Collaborative Threshold Watermarking
This addresses the need for secure and scalable attribution mechanisms in federated learning, which is an incremental improvement over existing watermarking methods.
The paper tackles the problem of proving model provenance in federated learning by introducing a collaborative threshold watermarking scheme that allows only coalitions of at least t clients to verify the watermark, and it demonstrates effectiveness with minimal accuracy loss and robustness against attacks at scale (K=128).

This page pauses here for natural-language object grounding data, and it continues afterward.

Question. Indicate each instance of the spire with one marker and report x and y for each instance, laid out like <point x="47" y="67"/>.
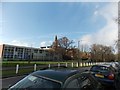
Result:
<point x="55" y="38"/>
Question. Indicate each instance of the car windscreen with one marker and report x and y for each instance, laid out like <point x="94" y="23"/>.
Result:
<point x="33" y="82"/>
<point x="100" y="69"/>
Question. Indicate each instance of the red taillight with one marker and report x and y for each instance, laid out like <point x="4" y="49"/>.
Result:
<point x="111" y="76"/>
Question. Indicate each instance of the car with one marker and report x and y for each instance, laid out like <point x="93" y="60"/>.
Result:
<point x="104" y="73"/>
<point x="58" y="79"/>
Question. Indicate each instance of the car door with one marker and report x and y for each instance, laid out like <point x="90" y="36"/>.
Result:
<point x="88" y="82"/>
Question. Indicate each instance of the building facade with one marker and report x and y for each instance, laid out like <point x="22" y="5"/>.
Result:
<point x="11" y="52"/>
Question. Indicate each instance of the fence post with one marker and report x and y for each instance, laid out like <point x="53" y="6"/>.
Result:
<point x="81" y="64"/>
<point x="34" y="67"/>
<point x="58" y="64"/>
<point x="77" y="64"/>
<point x="49" y="66"/>
<point x="17" y="68"/>
<point x="66" y="64"/>
<point x="72" y="64"/>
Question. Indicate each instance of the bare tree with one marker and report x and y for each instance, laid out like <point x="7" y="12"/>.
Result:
<point x="102" y="53"/>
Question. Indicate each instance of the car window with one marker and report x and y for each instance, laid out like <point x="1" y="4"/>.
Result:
<point x="100" y="68"/>
<point x="73" y="84"/>
<point x="35" y="82"/>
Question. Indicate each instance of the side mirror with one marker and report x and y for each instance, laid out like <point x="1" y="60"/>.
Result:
<point x="9" y="85"/>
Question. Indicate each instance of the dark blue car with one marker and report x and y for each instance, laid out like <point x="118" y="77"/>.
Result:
<point x="105" y="74"/>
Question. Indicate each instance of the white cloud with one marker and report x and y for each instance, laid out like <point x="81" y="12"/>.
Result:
<point x="109" y="33"/>
<point x="96" y="12"/>
<point x="19" y="43"/>
<point x="45" y="43"/>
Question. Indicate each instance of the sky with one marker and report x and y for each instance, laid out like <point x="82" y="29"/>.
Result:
<point x="37" y="23"/>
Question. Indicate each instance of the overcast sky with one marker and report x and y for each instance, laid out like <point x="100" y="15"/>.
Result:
<point x="36" y="23"/>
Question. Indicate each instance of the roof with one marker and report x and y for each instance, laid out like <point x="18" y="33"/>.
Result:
<point x="106" y="65"/>
<point x="56" y="74"/>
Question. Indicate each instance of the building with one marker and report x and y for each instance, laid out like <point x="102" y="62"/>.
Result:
<point x="11" y="52"/>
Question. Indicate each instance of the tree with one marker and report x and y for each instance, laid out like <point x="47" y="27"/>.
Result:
<point x="65" y="43"/>
<point x="102" y="53"/>
<point x="64" y="46"/>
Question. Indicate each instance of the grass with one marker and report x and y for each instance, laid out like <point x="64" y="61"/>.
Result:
<point x="9" y="73"/>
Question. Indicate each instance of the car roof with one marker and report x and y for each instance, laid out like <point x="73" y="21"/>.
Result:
<point x="102" y="65"/>
<point x="55" y="74"/>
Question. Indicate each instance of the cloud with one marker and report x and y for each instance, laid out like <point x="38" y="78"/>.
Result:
<point x="19" y="43"/>
<point x="109" y="33"/>
<point x="45" y="43"/>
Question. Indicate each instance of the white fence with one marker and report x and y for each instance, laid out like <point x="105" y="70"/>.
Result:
<point x="72" y="64"/>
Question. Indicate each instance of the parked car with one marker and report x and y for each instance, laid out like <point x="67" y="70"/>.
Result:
<point x="105" y="74"/>
<point x="58" y="79"/>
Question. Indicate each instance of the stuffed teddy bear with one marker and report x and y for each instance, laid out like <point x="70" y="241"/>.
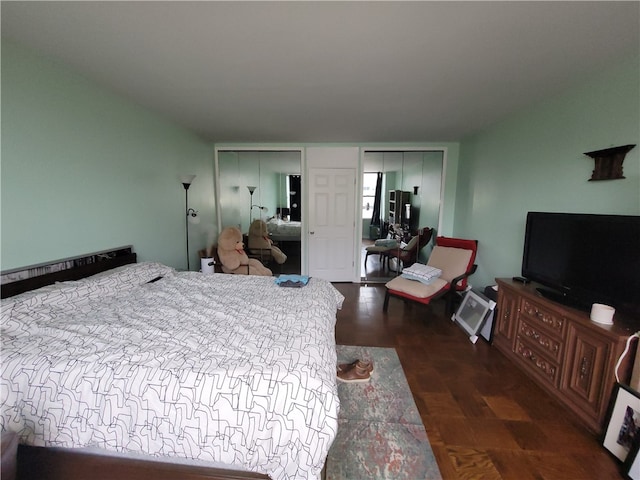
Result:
<point x="233" y="257"/>
<point x="259" y="240"/>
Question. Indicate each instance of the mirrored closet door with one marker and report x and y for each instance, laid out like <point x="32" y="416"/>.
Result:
<point x="409" y="183"/>
<point x="262" y="184"/>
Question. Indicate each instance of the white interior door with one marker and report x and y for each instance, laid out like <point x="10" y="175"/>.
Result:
<point x="332" y="223"/>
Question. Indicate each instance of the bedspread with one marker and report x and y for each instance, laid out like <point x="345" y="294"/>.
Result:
<point x="225" y="368"/>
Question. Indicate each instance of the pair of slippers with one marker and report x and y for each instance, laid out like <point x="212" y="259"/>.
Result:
<point x="356" y="371"/>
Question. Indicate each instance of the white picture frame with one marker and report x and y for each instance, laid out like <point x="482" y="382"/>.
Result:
<point x="473" y="313"/>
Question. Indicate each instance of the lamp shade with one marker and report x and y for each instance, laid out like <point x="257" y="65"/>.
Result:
<point x="187" y="179"/>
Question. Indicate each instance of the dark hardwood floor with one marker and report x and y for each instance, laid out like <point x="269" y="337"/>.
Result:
<point x="484" y="418"/>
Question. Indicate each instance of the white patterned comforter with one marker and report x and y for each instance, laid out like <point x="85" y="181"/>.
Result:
<point x="224" y="368"/>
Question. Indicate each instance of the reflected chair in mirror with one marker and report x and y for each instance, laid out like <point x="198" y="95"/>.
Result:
<point x="410" y="253"/>
<point x="455" y="257"/>
<point x="381" y="248"/>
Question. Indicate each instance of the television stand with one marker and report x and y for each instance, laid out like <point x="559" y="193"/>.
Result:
<point x="562" y="350"/>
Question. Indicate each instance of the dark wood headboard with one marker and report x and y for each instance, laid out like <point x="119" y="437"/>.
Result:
<point x="24" y="279"/>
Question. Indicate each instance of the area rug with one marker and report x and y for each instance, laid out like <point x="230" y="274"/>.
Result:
<point x="380" y="433"/>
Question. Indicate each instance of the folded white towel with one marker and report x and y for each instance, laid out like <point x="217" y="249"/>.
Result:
<point x="421" y="273"/>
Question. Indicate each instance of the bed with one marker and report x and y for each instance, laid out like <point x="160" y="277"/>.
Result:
<point x="283" y="231"/>
<point x="224" y="371"/>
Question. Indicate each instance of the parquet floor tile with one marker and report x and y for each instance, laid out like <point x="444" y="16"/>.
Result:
<point x="485" y="419"/>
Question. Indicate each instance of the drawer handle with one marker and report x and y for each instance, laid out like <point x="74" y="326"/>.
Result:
<point x="584" y="367"/>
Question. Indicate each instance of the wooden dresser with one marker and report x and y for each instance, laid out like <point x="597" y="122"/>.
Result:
<point x="561" y="349"/>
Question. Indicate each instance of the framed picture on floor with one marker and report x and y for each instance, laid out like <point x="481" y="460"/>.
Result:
<point x="472" y="313"/>
<point x="623" y="421"/>
<point x="632" y="464"/>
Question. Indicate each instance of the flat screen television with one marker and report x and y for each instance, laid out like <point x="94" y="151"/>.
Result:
<point x="581" y="259"/>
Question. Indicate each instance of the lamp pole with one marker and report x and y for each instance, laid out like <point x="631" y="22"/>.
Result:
<point x="186" y="183"/>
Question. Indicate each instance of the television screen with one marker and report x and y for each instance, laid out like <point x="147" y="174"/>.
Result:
<point x="584" y="258"/>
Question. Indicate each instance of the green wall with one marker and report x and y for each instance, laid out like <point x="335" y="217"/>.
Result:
<point x="86" y="170"/>
<point x="534" y="161"/>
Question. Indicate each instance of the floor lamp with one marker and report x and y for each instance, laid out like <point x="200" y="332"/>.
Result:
<point x="191" y="215"/>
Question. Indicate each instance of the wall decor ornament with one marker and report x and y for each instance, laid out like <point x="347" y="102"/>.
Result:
<point x="608" y="162"/>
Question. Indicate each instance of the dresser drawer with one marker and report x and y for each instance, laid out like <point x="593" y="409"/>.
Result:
<point x="538" y="316"/>
<point x="536" y="362"/>
<point x="541" y="340"/>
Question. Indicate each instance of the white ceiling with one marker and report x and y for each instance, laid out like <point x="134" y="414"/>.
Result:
<point x="331" y="71"/>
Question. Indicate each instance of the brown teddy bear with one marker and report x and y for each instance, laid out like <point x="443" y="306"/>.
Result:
<point x="259" y="241"/>
<point x="233" y="257"/>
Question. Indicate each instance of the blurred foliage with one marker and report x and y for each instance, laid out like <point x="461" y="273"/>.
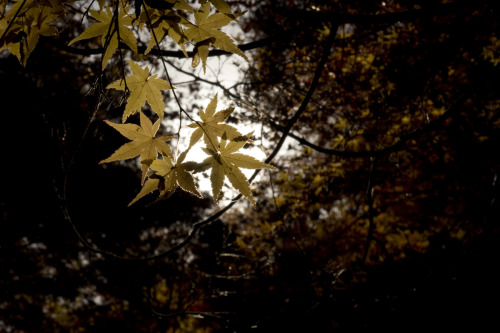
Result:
<point x="384" y="212"/>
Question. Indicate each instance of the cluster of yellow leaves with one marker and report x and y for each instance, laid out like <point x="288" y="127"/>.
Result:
<point x="116" y="24"/>
<point x="24" y="21"/>
<point x="22" y="25"/>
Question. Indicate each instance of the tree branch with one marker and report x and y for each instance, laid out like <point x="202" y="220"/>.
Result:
<point x="379" y="152"/>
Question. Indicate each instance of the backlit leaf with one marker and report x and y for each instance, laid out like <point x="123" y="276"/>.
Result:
<point x="144" y="143"/>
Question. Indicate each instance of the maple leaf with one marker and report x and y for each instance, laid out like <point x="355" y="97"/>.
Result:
<point x="106" y="26"/>
<point x="143" y="88"/>
<point x="168" y="177"/>
<point x="144" y="143"/>
<point x="206" y="33"/>
<point x="25" y="31"/>
<point x="210" y="126"/>
<point x="225" y="162"/>
<point x="162" y="24"/>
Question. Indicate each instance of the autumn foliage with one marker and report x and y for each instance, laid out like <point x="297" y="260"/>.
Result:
<point x="374" y="200"/>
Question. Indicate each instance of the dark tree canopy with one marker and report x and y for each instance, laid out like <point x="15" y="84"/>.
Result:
<point x="380" y="120"/>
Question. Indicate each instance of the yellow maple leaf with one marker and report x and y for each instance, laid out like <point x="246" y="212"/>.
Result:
<point x="144" y="143"/>
<point x="211" y="126"/>
<point x="24" y="32"/>
<point x="106" y="26"/>
<point x="206" y="33"/>
<point x="162" y="23"/>
<point x="225" y="162"/>
<point x="168" y="177"/>
<point x="142" y="88"/>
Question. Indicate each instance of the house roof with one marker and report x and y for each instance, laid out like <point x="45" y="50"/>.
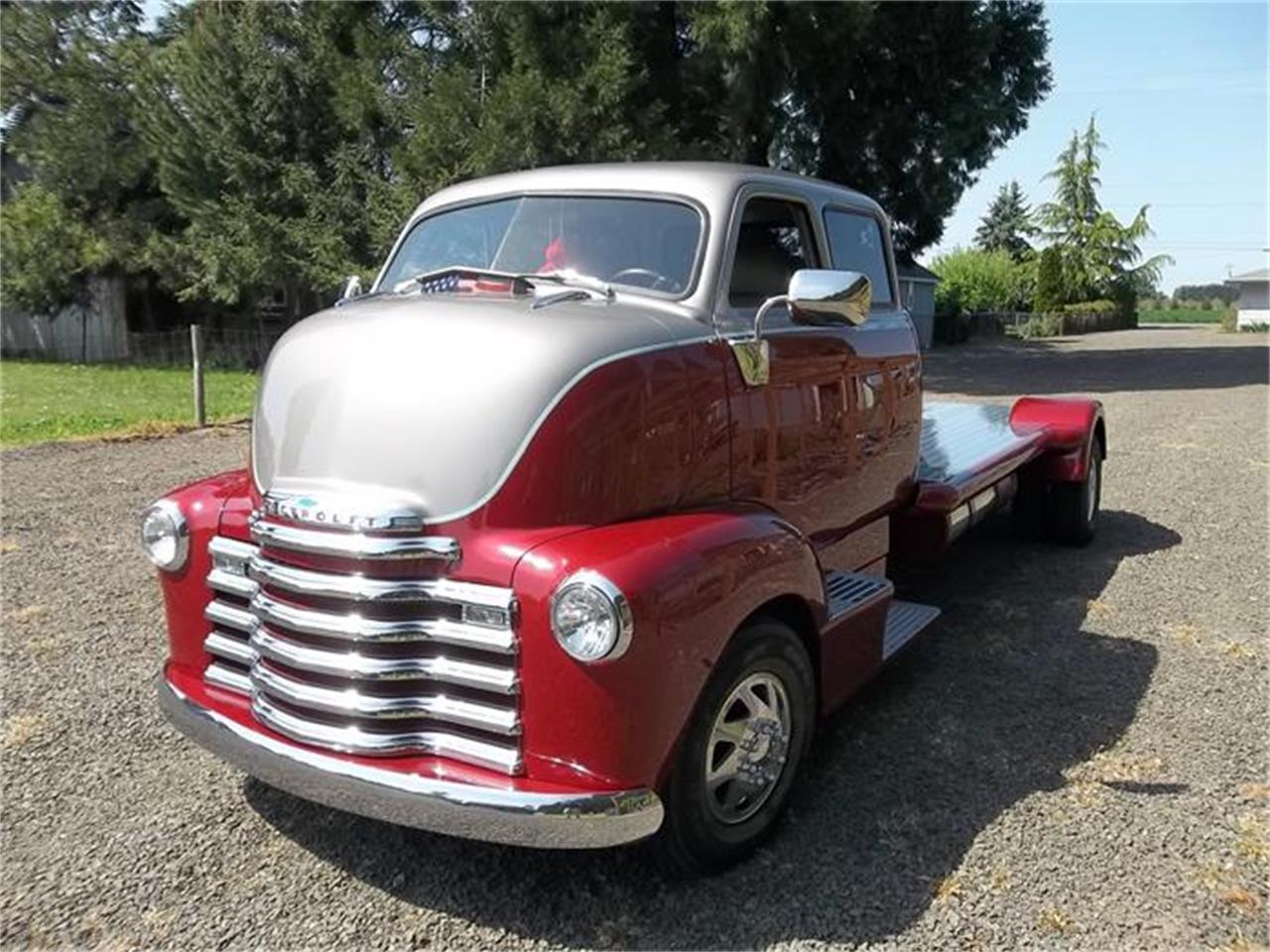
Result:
<point x="917" y="273"/>
<point x="1257" y="277"/>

In federated learning (FL), $K$ clients jointly train a model without sharing raw data. Because each participant invests data and compute, clients need mechanisms to later prove the provenance of a jointly trained model. Model watermarking embeds a hidden signal in the weights, but naive approaches either do not scale with many clients as per-client watermarks dilute as $K$ grows, or give any individual client the ability to verify and potentially remove the watermark. We introduce $(t,K)$-threshold watermarking: clients collaboratively embed a shared watermark during training, while only coalitions of at least $t$ clients can reconstruct the watermark key and verify a suspect model. We secret-share the watermark key $τ$ so that coalitions of fewer than $t$ clients cannot reconstruct it, and verification can be performed without revealing $τ$ in the clear. We instantiate our protocol in the white-box setting and evaluate on image classification. Our watermark remains detectable at scale ($K=128$) with minimal accuracy loss and stays above the detection threshold ($z\ge 4$) under attacks including adaptive fine-tuning using up to 20% of the training data.